In 1946, Scott established Manhattan Research Incorporated. As well as designing electronic audio devices for personal use, over the years Scott sold and supported a number of related projects, including components such as ring modulators, wave, tone, and envelope shapers, modulators, and filters. Of interest were the "keyboard theremin", "chromatic electronic drum generators", and "circle generators". Scott described Manhattan Research as "More than a think factory—a dream center where the excitement of tomorrow is made available today." Robert Moog met Scott in the 1950s, designed circuits for him in the 1960s, and considered him an important influence.

Relying on several instruments of his own invention, such as the Clavivox (adapted from a Moog theremin) and Electronium, Scott recorded futuristic electronic compositions for use in television and radio commercials and records of electronic music. A series of three albums designed to lull infants to sleep, his work Soothing Sounds for Baby was released in 1964 with the Gesell Institute of Child Development. The public showed little interest in it. But Manhattan Research provided ear-catching sonic textures for commercials.

Scott developed some of the first devices capable of producing a series of electronic tones automatically in sequence. He credited himself as the inventor of the polyphonic sequencer. His electromechanical devices, some with motors moving photocells past lights, bore little resemblance to the all-electronic sequencers of the late Sixties. He began working on a machine he said could compose by artificial intelligence. The Electronium is considered the first synthesizer capable of algorithmic composition.

Some of Raymond Scott's projects were less complex but still ambitious. During the 1950s and 1960s, he developed and patented electronic telephone ringers, alarms, chimes, and sirens, vending machines, and ashtrays with accompanying electronic music scores, an electronic musical baby rattle, and an adult toy that produced varying sounds depending on how two people touched each another. He believed these devices would "electronically update the many sounds around us – the functional sounds".

While these devices foreshadowed the future of electronic music, they were not successful commercially. As Mark Brend wrote at Reverb.com:

Hindsight reveals Scott as more ideas-man than business-man. Glossy brochures advertised a dizzying array of his inventions: electronic doorbells, multitrack tape recorders, rhythm machines, sequencers, and instruments such as the Clavivox, a kind of keyboard theremin. But these rarely sold. It's possible that didn't bother Scott too much, as through the '50s he was still earning well from the first phase of his career and had a new income stream composing electronic jingles—for Sprite, Nescafé, and Baltimore Gas and Electric Company, among others.

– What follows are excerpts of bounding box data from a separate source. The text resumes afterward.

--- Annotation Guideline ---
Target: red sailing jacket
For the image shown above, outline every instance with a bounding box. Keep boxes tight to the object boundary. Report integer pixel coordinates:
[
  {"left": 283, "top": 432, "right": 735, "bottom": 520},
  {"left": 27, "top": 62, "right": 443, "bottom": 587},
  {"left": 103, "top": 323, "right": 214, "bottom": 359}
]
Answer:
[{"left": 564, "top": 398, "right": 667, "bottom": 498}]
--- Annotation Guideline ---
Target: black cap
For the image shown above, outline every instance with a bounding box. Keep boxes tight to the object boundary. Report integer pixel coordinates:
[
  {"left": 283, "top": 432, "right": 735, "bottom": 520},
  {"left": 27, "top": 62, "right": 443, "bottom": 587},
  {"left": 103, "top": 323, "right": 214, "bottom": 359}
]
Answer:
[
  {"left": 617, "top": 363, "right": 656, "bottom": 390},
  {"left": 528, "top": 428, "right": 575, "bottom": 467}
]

Scott and Dorothy Collins divorced in 1964, and in 1967 he married Mitzi Curtis (1918–2012). During the second half of the 1960s, he became isolated and secretive about his inventions; he gave few interviews, made no public presentations, and released no records. In 1966–67, Scott (using the screen credit "Ramond Scott") composed and recorded electronic music soundtracks for experimental movies by Muppets creator Jim Henson.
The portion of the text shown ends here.